量子コンピューティングの進化が加速する中、業界の主役とは目されてこなかったHoneywellが急浮上している。同社は、量子部門Quantinuumの今後2年以内の上場を計画しており、これが量子関連で最大規模のIPOとなる可能性を秘める。Quantinuumは既に、従来の計算機では不可能な乱数生成に成功するなど、現実世界での応用を示している。

2026年までに素材、オートメーション、航空宇宙の3部門へ分社する計画も進行中で、量子分野の成長がHoneywellの企業価値を左右する要因となりつつある。

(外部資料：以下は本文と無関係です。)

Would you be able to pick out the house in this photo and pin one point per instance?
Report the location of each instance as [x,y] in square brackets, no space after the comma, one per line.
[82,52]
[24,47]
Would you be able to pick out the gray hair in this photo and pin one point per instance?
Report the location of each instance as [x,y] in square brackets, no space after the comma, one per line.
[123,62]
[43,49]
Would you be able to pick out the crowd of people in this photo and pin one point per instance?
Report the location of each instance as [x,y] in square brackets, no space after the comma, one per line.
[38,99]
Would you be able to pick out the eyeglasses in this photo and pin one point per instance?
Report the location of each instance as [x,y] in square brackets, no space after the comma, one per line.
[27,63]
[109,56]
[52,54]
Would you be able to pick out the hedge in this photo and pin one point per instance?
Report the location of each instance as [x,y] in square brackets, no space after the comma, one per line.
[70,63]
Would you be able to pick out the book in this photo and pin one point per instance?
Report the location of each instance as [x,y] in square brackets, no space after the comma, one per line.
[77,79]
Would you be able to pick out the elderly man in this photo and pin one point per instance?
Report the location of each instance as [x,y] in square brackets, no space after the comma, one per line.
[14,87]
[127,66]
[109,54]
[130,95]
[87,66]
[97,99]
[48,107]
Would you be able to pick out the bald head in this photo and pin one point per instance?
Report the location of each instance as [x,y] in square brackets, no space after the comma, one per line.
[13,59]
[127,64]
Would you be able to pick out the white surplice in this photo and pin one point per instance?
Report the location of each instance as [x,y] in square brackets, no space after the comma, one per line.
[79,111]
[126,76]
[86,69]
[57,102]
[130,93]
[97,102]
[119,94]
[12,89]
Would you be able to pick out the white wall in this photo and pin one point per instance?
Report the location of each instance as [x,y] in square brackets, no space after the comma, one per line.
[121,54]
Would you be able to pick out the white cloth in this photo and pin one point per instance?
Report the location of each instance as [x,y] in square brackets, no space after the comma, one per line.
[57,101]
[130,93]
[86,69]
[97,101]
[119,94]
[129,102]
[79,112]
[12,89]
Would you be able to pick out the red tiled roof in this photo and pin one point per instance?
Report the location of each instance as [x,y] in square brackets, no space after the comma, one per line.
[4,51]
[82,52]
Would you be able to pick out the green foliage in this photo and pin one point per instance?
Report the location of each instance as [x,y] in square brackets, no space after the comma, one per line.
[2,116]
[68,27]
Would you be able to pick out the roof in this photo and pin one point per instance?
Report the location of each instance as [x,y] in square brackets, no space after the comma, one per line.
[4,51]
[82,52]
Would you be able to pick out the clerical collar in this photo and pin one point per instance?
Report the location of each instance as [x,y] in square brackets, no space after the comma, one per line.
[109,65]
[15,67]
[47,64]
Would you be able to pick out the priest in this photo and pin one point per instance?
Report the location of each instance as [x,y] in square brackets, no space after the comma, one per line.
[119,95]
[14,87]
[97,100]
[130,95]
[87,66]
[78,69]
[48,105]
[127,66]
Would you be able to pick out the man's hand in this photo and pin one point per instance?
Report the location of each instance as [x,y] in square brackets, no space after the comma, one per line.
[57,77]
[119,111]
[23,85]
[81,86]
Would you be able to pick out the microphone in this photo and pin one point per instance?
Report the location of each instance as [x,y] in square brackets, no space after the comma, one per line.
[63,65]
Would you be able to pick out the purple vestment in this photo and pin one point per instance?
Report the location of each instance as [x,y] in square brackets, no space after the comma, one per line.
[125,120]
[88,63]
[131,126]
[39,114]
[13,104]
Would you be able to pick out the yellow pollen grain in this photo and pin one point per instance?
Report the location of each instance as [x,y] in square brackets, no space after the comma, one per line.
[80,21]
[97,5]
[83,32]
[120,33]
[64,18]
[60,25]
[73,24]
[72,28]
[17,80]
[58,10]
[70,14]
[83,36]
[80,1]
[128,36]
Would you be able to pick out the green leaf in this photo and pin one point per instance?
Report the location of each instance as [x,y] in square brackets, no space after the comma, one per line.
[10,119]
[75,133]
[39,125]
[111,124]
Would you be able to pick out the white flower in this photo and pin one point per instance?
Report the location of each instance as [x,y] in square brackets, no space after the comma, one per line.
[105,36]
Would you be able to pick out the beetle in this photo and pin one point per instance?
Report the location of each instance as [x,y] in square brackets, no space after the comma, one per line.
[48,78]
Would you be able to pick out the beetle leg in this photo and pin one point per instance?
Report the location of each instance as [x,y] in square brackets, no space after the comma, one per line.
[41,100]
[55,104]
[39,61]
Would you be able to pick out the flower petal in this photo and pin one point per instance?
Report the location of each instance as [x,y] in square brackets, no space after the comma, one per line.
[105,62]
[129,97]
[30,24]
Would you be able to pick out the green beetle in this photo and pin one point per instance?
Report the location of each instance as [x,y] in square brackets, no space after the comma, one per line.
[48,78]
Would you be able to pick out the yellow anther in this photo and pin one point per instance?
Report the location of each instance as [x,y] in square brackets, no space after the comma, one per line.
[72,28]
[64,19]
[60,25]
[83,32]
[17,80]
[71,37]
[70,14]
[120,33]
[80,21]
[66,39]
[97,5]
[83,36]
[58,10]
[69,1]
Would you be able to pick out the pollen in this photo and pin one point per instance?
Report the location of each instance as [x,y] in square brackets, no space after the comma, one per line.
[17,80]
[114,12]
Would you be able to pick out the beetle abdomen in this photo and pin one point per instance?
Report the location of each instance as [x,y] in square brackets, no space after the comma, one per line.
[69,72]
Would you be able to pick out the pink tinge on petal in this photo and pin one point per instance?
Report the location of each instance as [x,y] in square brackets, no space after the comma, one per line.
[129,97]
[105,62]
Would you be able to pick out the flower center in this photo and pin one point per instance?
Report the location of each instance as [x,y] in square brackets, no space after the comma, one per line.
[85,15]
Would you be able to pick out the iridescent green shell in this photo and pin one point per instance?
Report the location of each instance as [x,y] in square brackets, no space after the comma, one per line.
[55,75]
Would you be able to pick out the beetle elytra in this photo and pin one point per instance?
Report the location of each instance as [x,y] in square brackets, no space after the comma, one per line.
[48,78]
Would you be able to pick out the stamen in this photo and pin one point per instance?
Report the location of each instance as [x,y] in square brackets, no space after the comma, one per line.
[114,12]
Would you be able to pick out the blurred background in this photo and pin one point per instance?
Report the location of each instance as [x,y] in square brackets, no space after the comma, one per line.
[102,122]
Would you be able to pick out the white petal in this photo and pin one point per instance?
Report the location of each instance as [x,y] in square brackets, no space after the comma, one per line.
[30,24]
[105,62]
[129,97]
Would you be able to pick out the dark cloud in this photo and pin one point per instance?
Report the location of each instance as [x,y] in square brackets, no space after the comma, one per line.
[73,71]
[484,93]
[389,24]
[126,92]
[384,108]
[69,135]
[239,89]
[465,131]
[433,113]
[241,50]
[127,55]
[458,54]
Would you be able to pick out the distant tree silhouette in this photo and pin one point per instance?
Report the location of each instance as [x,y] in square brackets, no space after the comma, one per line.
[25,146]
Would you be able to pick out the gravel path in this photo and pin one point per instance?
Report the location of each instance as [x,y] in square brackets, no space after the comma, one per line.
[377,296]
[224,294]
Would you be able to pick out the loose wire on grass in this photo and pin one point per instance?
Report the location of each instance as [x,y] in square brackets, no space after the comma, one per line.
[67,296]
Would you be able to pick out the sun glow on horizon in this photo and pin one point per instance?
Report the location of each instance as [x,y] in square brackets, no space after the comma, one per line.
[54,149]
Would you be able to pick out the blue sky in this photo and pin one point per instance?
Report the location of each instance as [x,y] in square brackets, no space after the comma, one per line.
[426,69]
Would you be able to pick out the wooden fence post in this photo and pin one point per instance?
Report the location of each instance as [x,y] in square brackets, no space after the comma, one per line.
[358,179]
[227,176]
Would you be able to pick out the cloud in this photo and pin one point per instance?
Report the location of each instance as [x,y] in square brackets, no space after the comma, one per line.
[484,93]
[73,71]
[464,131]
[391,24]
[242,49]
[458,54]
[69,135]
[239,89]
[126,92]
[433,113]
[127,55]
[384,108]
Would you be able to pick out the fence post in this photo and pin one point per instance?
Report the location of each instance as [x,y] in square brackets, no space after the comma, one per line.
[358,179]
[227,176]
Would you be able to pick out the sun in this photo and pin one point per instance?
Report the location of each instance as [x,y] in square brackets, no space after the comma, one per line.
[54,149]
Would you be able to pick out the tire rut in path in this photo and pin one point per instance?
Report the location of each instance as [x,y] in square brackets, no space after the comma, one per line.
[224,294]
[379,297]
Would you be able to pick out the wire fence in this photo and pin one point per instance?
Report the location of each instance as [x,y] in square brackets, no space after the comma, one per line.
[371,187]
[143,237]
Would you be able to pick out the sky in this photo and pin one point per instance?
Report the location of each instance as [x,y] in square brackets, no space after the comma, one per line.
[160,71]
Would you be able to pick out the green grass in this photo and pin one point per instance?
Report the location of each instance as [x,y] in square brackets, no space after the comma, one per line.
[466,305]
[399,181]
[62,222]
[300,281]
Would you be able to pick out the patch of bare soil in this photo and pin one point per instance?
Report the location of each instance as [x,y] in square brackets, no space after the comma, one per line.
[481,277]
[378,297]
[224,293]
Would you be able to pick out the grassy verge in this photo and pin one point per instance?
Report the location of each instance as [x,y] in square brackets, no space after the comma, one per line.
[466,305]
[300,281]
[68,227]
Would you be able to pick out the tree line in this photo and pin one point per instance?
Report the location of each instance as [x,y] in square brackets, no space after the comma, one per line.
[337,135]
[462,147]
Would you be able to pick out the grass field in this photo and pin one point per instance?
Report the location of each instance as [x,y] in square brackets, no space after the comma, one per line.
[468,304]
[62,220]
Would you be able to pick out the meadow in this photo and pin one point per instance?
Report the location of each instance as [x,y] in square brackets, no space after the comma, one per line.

2025年にはEPS最大10.5ドルと堅調な成長が見込まれ、アナリストの評価も「やや買い」に集約されている。


クァンティニュームが切り拓く量子実用化の現在地

Quantinuumは、2021年にHoneywell Quantum Solutionsと英国のCambridge Quantumの合併により誕生した量子コンピューティング企業である。最近では同社が開発した「Model H2」システムにより、従来のコンピューターでは不可能とされてきた真性乱数の生成に成功した。これは単なる技術デモンストレーションではなく、量子コンピューティングが実用領域に足を踏み入れつつあることを裏付ける事例である。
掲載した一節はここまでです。